Ankara’nın artan jeopolitik kıymeti ve bölgesel çatışmalarda arabuluculuk yapma konusundaki eşsiz yeteneğine dikkati çeken The Hill, çarpıcı bir Türkiye tahliline imza attı.
“Türkiye, Ortadoğu’daki Amerikan tesirinin gerçek anahtarıdır” başlığı ile okurlarının karşısına çıkan Washington merkezli gazete, ABD’nin bölgede Türkiye ile paydaşlık yapmak zorunda olduğu vurgulandı.
“ABD uzun müddettir Suudi Arabistan ile olan ilgisini Ortadoğu’daki en tesirli iştiraki olarak görüyor.” denilen yazıda bunun yanlış olduğu ve Türkiye’nin pozisyonu itibariyle bu role daha uygun olduğu belirtildi.
“HIZLA BÖLGESEL BİR HEGEMON HALİNE GELİYOR”
“Türkiye, NATO üyeliği aracılığıyla Avrupa ve ABD ile yakın bağlarını korurken, süratle bölgesel bir hegemon haline geliyor.” denilen yazının devamın şu tabirlere yer verildi:
“Türkiye’nin son vakitlerde Batı’ya gerçek kayması ve Ortadoğu’daki ortaklarıyla alakalarını yine kurma uğraşları ile stratejik değeri artıyor. ABD, bölgedeki siyasi ve askeri gücünü sürdürmek istiyorsa bu yükselişten faydalanmalı ve Türkiye ile daha yakın münasebetler geliştirmelidir.”
“ŞİMDİ SIRA ABD’DE”
Türkiye’nin son periyotta bozulan ilgilerini tamir ettiğine dikkati çeken The Hill, “Şimdi Türkiye ile daha güçlü bir münasebet geliştirme sırası ABD’de.” dedi.
Litvanya’nın Vilnius kentinde düzenlenen NATO Tepesi’nde Erdoğan ve Biden’ın bu yolda güzel bir başlangıç yaptığına vurgu yapan gazete, “İsveç’i NATO’ya katmak için yapılan başarılı atılım, ileriye yanlışsız büyük bir adımdı ve Biden, kısa bir müddet sonra 2021’den beri müzakere masasında olan F-16’ların satışını zorlama kelamı verdi.” dedi.
“Bu bağlantıyı güçlendirmek için ABD’nin iştirake ne kadar bağlı olduğunu gösteren kimi tatsız adımlar atması gerekiyor.” diyen The Hill, F-16 konusunda devam eden muhalefete dikkat çekti.
Stewart Latwin imzalı tahlilde şu tabirlere yer verildi:
“Türkiye S-400 hava savunma programını durdurmak isterse, tahminen de Kongre F-35 programına yine katılmalarına müsaade vermek için ikna edilebilir. ABD ayrıyeten Kürt güçlerini denetim etme ve Suriye’den hududu geçmelerini engelleme kelamı verebilir. Mali açıdan ABD, Türk mallarına, bilhassa çelik ve alüminyuma uygulanmakta olan tarifeleri de kaldırabilir.”

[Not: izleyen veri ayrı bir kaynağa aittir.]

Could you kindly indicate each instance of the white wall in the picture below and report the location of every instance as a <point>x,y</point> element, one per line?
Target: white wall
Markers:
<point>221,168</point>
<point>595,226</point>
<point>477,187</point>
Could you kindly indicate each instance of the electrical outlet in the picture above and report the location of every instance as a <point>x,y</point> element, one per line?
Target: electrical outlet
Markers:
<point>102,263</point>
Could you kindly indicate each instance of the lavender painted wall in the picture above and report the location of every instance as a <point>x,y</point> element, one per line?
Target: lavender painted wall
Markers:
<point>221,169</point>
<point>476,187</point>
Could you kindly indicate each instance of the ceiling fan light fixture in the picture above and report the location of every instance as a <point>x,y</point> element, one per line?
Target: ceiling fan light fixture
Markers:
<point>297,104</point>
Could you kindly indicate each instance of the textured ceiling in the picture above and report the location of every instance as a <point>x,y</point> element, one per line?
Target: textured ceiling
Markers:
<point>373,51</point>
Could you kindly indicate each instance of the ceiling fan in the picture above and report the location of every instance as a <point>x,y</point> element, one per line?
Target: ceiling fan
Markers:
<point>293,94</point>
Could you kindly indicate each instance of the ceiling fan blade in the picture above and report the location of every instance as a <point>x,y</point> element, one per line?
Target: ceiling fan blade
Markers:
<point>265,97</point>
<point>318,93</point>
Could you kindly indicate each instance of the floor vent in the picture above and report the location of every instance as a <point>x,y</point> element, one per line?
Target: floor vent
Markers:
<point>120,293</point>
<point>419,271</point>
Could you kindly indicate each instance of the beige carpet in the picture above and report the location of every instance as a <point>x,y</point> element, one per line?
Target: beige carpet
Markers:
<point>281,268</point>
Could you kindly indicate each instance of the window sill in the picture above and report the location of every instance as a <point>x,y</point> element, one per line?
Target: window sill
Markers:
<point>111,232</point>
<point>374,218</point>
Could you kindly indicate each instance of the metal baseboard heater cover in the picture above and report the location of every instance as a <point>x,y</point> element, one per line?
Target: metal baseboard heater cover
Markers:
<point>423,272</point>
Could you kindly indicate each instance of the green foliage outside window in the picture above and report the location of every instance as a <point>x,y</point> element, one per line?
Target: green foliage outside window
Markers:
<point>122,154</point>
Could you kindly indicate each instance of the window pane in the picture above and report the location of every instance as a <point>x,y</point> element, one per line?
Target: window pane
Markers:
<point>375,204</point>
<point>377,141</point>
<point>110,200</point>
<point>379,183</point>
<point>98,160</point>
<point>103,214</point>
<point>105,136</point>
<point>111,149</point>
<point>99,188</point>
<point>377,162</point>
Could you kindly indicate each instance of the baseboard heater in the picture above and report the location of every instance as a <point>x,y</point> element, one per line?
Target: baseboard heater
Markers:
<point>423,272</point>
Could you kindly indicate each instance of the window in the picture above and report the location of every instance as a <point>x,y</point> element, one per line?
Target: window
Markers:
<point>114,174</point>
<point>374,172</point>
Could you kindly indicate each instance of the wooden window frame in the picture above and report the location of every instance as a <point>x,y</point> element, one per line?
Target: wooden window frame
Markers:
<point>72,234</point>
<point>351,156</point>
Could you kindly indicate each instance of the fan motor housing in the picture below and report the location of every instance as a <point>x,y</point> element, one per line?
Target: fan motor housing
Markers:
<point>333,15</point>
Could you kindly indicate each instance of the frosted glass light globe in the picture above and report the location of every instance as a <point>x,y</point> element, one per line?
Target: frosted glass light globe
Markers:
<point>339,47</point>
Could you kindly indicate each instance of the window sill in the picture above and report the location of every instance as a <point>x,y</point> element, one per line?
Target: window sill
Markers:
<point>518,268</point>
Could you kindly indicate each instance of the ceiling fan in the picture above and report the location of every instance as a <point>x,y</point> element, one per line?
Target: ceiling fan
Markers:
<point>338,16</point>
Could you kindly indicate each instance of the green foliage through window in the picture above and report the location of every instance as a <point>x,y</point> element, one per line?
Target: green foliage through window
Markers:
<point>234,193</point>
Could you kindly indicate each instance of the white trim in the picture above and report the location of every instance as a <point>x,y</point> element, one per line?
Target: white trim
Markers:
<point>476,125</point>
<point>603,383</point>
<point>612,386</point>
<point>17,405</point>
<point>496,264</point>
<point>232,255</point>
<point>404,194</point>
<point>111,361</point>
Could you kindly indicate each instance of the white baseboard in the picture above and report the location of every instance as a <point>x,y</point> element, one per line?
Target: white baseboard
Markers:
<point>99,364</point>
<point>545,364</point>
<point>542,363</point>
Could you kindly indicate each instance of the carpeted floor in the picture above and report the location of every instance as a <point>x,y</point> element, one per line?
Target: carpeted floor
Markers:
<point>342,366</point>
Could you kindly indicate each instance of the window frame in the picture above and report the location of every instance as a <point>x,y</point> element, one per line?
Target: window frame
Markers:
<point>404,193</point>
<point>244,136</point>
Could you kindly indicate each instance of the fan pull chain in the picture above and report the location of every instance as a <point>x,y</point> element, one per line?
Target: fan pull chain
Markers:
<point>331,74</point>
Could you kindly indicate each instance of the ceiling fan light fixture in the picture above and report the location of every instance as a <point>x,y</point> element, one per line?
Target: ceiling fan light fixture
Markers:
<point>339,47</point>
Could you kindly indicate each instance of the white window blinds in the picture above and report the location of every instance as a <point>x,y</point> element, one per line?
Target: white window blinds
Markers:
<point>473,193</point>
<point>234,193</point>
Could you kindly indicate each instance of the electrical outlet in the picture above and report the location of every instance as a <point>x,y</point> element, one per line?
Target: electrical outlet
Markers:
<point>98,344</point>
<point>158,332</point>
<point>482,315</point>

Bu adımların ehemmiyetine vurgu yapan müellif, “Bu talepler kıymetli, lakin Ortadoğu’da ABD siyasetlerini daha yeterli yürürlüğe koyma yeteneği açısından getirileri buna değecek.” dedi.
“Türkiye, bölgesel güvenlik için ABD ile paydaşlık kurmak ve İsrail’de bir barış sürecini müzakere etmek için yeterli bir pozisyonda.” denilen yazıda, Türkiye’nin Suudi Arabistan ve BAE ile paydaşlığı hatırlatıldı ve bunun İran ile daha yakın bağlantılar kurulabileceği manasına geldiği belirtildi.
Bunun ABD’nin bölgesel çıkarları için büyük kıymet taşıdığının vurgulandığı yazıda, “ABD eski mutabakata geri dönmek yahut yeni bir nükleer mutabakat yapmak isterse, Türkiye iki taraf ortasında makul bir arabulucu olabilir.” denildi.
ABD’YE DAVET: TÜRKİYE İLE İŞTİRAK GEREKLİ
Washington idaresine Türkiye davetinde bulunan müellif, “ABD’nin Cumhurbaşkanı Erdoğan ve Türkiye ile ortak olmasını istemek kolay değil. Lakin Ortadoğu’da bir önder olarak büyümesi ve Avrupa ile tekrar odaklanan bir münasebet göz önüne alındığında, ABD’nin bölgedeki nüfuz düzeyini sürdürmesi için Türkiye ile bir paydaşlık gereklidir.” tabirlerine yer verildi.